Comme on le voit, Bensouda ayant enfoncé la France en rappellent que, «Laurent Gbagbo a été arrêté par les Forces françaises le 11 avril 2011», la Cpi reprend le discours servit à l’Elysée par Nicolas Sarkozy. Quelle est cette politique et qio sont ces civils qui ont été tués ? Là aussi, on espère que la Cpi saura donner les preuves de son accusation. «M. Gbagbo est accusé en tant que coauteur indirect, des crimes contre l’humanité suivants ou, subsidiairement, d’avoir contribué à la commission de ces crimes, soit : le meurtre d’au moins 166 personnes, le viol d’au moins 34 femmes et jeunes filles et le fait d’avoir infligé à 94 personnes au moins des atteintes graves à l’intégrité physique et de grandes souffrances ou, à titre subsidiaire, d’avoir attenté à leur vie». On apprend, avec Fatou Bensouda, que 94 personnes ont été victimes de maltraitance par la faute du Président Gbagbo.
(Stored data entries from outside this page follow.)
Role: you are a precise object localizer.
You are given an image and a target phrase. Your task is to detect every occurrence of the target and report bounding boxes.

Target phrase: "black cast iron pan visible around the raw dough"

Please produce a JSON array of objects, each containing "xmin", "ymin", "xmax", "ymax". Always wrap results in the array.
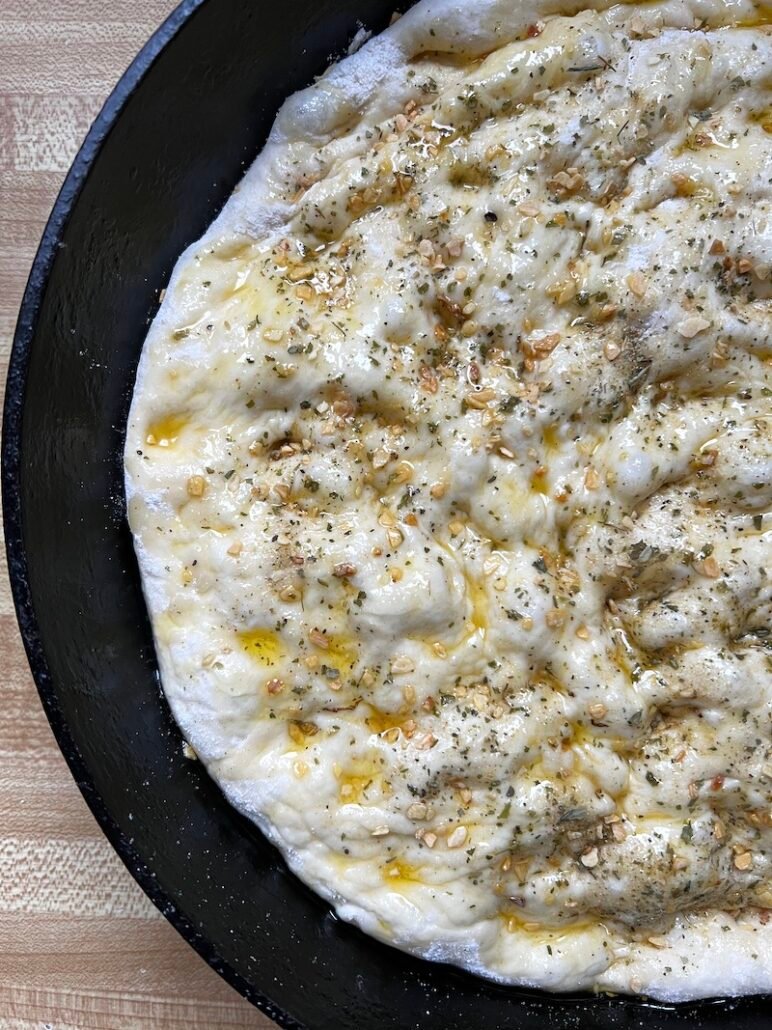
[{"xmin": 2, "ymin": 0, "xmax": 772, "ymax": 1030}]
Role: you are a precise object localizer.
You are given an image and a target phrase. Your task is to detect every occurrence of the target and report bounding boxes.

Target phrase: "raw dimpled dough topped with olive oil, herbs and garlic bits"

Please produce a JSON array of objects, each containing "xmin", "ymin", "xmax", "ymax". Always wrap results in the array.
[{"xmin": 126, "ymin": 0, "xmax": 772, "ymax": 1000}]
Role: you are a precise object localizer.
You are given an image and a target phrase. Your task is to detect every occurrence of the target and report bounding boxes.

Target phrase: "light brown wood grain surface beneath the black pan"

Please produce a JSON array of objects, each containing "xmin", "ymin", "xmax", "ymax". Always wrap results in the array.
[{"xmin": 0, "ymin": 0, "xmax": 274, "ymax": 1030}]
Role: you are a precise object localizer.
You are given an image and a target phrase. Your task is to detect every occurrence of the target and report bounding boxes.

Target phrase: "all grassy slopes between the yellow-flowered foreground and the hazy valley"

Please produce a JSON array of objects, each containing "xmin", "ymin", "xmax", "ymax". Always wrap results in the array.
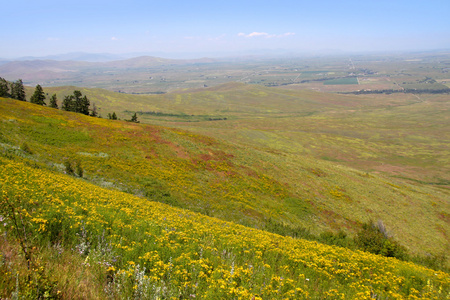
[{"xmin": 0, "ymin": 89, "xmax": 449, "ymax": 254}]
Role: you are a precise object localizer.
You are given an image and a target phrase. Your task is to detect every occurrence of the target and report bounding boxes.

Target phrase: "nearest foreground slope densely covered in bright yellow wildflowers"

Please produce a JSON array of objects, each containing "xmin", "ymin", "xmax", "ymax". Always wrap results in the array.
[{"xmin": 0, "ymin": 157, "xmax": 450, "ymax": 299}]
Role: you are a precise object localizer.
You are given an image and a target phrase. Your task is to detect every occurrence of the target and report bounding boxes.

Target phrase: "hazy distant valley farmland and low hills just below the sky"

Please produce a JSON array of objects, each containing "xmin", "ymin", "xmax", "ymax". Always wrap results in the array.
[{"xmin": 0, "ymin": 52, "xmax": 450, "ymax": 94}]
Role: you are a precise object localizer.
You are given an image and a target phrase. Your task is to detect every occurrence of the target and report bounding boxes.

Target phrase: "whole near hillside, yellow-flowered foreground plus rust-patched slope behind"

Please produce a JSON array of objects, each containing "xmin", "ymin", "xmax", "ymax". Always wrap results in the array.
[{"xmin": 0, "ymin": 99, "xmax": 450, "ymax": 299}]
Une autre grande absurdité. Alors qu’elle feint d’ignorer que plus de 200 personnes ont subit des cas de tortures graves par les hommes de Ouattara dans les camps de tortures qui pullulent comme des boutiques de mauritaniens à Abidjan. On peut dire c’est même une mode dans le camp Ouattara. Car chaque chef de guerre a son camp de torture qui lui sert de moyen de chantage et de rançon. La Cpi ayant ouvert un bureau à Abidjan, on espère qu’elle enquêtera sur ces cas graves de traitements inhumains. Mais comme ce sont des pro-Gbagbo qui sont massacrés et torturés, ça n’intéresse pas Fatou Bensouda.